Ein auf Bewährung Verurteilter als Bürgermeister

Karasch-Severiner Präfekt wartet auf Urteil in seinem Berufungsverfahren

Samstag, 20. September 2014

Reschitza - Es gibt mehrere Bürgermeister des Banater Berglands, die wegen Grundstücksschiebereien und Korruption im Zusammenhang mit der Vergabe/ dem Verkauf/der Konzessionierung von Grundstücken im Verwaltungsgebiet ihrer Gemeinden mit dem Gesetz kollidiert sind. Ein notorisch gewordener Fall ist jener des Ex-Bürgermeisters von Zăvoi bei Ferdinandsberg/Oţelu Roşu, Antonie Bunei, seiner Söhne und Gemeinderäte, die vom Temeswarer Unternehmer und Abenteurer Romeo Dunca („Dunca-Expediţii”) 50.000 Euro Schmiergeld verlangten, um ihm ein Grundstück der Gemeinde für ein Skigebiet im Ţarcu-Gebirge zu konzessionieren. Oder der schon fast vergessene Fall des Ex-Bürgermeisters von Franzdorf/Văliug, Marius Mocanu, der Grundstücke der Gemeinde im sich etablierenden Feriendorf Crivaia am Oberen Franzdorfer Stausee gegen Schmiergeld vergab. Sie sind beide in Fallen der DNA-Staatsanwaltschaft getappt oder Opfer von Anzeigen von angepumpten Personen geworden und sitzen gegenwärtig ihre Haftstrafen ab.

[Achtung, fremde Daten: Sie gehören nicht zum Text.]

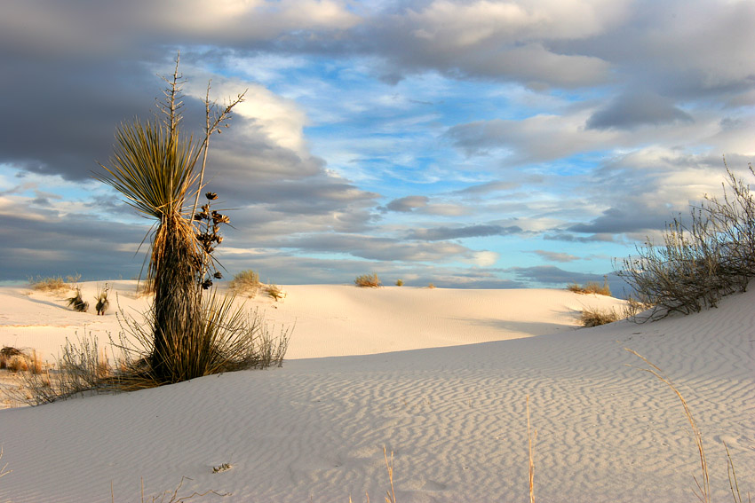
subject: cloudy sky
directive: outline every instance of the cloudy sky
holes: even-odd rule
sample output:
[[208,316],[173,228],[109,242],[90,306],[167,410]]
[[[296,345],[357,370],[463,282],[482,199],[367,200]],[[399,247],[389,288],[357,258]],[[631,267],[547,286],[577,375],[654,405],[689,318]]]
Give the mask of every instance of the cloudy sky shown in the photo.
[[[219,258],[282,284],[601,280],[755,161],[751,0],[5,0],[0,279],[139,274],[102,184],[180,51]],[[616,284],[615,291],[618,283]]]

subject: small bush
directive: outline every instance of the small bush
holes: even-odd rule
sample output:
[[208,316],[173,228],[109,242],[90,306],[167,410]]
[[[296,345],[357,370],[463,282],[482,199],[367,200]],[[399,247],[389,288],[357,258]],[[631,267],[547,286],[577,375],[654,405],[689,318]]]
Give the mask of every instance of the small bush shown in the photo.
[[141,298],[146,295],[155,294],[155,282],[150,279],[140,280],[137,279],[136,284],[136,298]]
[[265,293],[268,297],[275,299],[277,303],[281,299],[286,298],[286,293],[277,285],[270,284],[265,287]]
[[614,309],[600,310],[588,308],[583,310],[579,319],[583,326],[589,327],[613,323],[623,318]]
[[73,297],[66,299],[68,303],[68,307],[73,308],[77,312],[86,312],[89,309],[89,303],[84,302],[81,296],[81,288],[76,288],[76,295]]
[[110,307],[110,301],[107,299],[107,296],[110,295],[110,286],[106,283],[105,288],[100,289],[98,287],[98,290],[97,296],[94,297],[97,300],[94,309],[97,310],[98,316],[105,316],[107,308]]
[[[750,171],[755,175],[751,165]],[[648,240],[616,267],[655,306],[649,319],[715,307],[721,297],[743,292],[755,277],[755,196],[728,167],[727,175],[722,200],[706,195],[690,208],[689,224],[675,219],[663,244]]]
[[377,288],[380,286],[380,279],[378,278],[378,274],[376,272],[357,276],[354,282],[357,287],[362,287],[363,288]]
[[567,285],[567,290],[575,294],[597,294],[599,295],[611,296],[611,288],[608,287],[608,277],[603,277],[603,285],[595,282],[588,281],[584,287],[580,287],[576,282],[571,282]]
[[247,297],[255,296],[259,287],[259,275],[251,269],[242,271],[228,284],[228,289],[234,294]]

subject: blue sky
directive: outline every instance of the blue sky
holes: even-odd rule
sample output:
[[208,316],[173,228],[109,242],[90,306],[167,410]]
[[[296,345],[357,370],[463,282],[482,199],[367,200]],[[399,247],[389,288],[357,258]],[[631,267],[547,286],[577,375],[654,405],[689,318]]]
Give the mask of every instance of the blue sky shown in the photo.
[[91,174],[180,51],[187,132],[210,79],[247,90],[208,168],[228,275],[601,280],[719,193],[722,156],[749,176],[753,25],[736,0],[11,0],[0,274],[139,274],[149,224]]

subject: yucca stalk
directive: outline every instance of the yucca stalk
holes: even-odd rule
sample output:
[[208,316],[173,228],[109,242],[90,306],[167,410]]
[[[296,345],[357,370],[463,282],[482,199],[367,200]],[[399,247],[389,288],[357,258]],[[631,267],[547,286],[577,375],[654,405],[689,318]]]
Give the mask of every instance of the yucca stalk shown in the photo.
[[[125,196],[126,202],[145,217],[155,219],[147,234],[151,249],[147,281],[153,287],[155,300],[149,316],[151,341],[147,345],[150,348],[149,368],[145,373],[158,383],[211,373],[217,367],[216,353],[223,350],[225,335],[220,334],[227,333],[227,323],[241,326],[238,314],[229,310],[233,299],[227,304],[219,303],[213,294],[209,304],[203,300],[203,289],[212,285],[211,279],[205,278],[211,272],[210,267],[214,268],[212,251],[222,240],[219,226],[227,224],[228,217],[211,212],[206,204],[198,218],[206,221],[207,228],[203,232],[200,224],[197,229],[194,220],[203,189],[209,137],[219,132],[221,122],[230,118],[243,94],[216,114],[208,85],[205,138],[195,142],[192,137],[182,137],[179,130],[182,79],[177,57],[171,77],[164,78],[168,85],[165,99],[160,104],[163,121],[123,124],[115,135],[110,166],[102,166],[106,173],[95,176]],[[195,166],[200,158],[198,177]],[[191,196],[195,196],[194,209],[187,204]],[[218,196],[208,193],[206,197],[212,200]],[[222,277],[217,269],[211,276]],[[231,333],[235,330],[233,326]]]
[[107,175],[97,176],[125,196],[126,202],[155,220],[147,280],[154,285],[152,372],[176,381],[166,362],[173,355],[169,341],[194,336],[201,324],[197,274],[203,262],[185,202],[196,177],[191,138],[157,122],[122,125]]

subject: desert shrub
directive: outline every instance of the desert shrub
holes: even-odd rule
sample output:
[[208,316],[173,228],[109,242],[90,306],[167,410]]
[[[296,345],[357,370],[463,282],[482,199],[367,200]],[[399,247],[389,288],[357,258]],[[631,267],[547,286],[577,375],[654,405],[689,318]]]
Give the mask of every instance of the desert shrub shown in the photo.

Einer ähnlichen Versuchung konnte auch der Bürgermeister der flächengrößten Gemeinde des Banater Berglands, Prigor im Almăj-Tal, Pavel Verindeanu, nicht widerstehen. Prigor besitzt nahezu sämtliche Almweiden und -wiesen sowie die Wälder an den Ost- und Südosthängen des Bergstocks des Semenik, einschließlich das von der Forstdirektion Karasch-Severin verwaltete einzigartige Naturschutzgebiet an den Nera-Quellen, die europaweit einzigen erhalten Reste eines  Urwalds. Ende Oktober 2013 ertappte die Antikorruptionsstaatsanwaltschaft DNA den Bürgermeister von Prigor auf einem Rastplatz an der Nationalstraße DN 6 in der Nähe von Herkulesbad in flagranti bei der Annahme von 2000 Euro Schmiergeld, was laut dem anzeigeerstattenden Unternehmer die erste Rate einer Gesamtbestechung von 4500 Euro für die Konzessionierung eines Grundstücks der Gemeinde Prigor gewesen sein soll, auf dem der Unternehmer auf dem Hochplateau des Semenik ein Feriendorf zu errichten beabsichtigte.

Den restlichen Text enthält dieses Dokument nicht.